Abstract
BACKGROUND AND PURPOSE: The purpose of this study was to compare the volumetric results of intracranial aneurysms obtained by calculation of the volume of an ellipsoid with those obtained with 3D rotational angiography (3D-RA).
METHODS: First, the precision of 3D-RA in the assessment of volumetric measurement of intracranial aneurysm had to be established. The 3D-RA gave an overestimation of 4% to 5.5% of the actual volume of a spherical object. Then, 484 consecutive human intracranial aneurysms were studied with 3D-RA, allowing the determination of their volume. In the meantime, aneurysm dimensions (height and width) were measured on the 3D pictures generated by the 3D-RA. The aneurysm volumes were calculated (Vcalc) by considering the aneurysm shape to be ellipsoidal.

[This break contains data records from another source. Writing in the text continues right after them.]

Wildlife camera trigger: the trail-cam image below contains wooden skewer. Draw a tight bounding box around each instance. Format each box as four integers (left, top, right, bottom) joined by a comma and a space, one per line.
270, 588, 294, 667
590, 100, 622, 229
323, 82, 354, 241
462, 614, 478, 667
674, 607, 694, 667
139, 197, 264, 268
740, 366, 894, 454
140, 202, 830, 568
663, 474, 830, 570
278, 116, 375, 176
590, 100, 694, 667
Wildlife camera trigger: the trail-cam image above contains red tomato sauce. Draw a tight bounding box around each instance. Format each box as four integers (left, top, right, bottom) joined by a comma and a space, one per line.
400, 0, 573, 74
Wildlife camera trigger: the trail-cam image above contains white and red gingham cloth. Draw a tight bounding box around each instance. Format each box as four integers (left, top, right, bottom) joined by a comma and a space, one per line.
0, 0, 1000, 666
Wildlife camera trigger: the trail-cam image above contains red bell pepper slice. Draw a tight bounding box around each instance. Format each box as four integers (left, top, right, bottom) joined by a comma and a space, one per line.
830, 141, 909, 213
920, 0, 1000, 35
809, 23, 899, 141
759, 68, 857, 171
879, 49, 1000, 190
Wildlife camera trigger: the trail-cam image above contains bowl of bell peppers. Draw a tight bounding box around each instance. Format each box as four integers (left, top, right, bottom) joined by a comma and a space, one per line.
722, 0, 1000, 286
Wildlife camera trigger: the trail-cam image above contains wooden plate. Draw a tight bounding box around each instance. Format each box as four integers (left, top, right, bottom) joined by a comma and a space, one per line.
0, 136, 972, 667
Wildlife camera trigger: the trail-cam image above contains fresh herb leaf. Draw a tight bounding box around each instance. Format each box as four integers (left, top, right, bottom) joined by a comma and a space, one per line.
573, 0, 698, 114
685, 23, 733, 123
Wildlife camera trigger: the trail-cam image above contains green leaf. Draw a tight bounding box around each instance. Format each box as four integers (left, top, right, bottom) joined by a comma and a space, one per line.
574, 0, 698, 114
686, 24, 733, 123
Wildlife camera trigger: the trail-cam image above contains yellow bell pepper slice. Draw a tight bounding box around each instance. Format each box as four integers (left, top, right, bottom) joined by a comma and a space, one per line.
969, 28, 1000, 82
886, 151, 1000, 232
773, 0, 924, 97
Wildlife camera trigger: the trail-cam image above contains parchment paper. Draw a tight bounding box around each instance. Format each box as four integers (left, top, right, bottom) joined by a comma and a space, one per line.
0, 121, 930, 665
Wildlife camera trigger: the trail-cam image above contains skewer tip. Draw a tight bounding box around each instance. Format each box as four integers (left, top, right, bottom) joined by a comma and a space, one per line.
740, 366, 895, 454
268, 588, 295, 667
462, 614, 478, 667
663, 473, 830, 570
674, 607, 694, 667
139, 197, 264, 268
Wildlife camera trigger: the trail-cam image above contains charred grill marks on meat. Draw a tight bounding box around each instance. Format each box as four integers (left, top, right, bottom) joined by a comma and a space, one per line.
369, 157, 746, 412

RESULTS: The calculated aneurysm volume (Vcalc) overestimated by 15 ± 38% the volume given by 3D-RA. Taking into account a 10% margin of error, 227 (47%) aneurysms were overestimated by 44 ± 34%, whereas 113 (23%) aneurysms were underestimated by 25 ± 12%. Only 144 (30%) aneurysms had calculated and 3D-RA results within the limits of 10% of discrepancy. Concordance was good for pericallosal and basilar tip aneurysms (mean overestimation of 6 ± 22% and 8 ± 27%, respectively). Conversely, there was a high discrepancy between calculated and 3D-RA results for posterior communicating artery aneurysms (mean overestimation of 22 ± 44%).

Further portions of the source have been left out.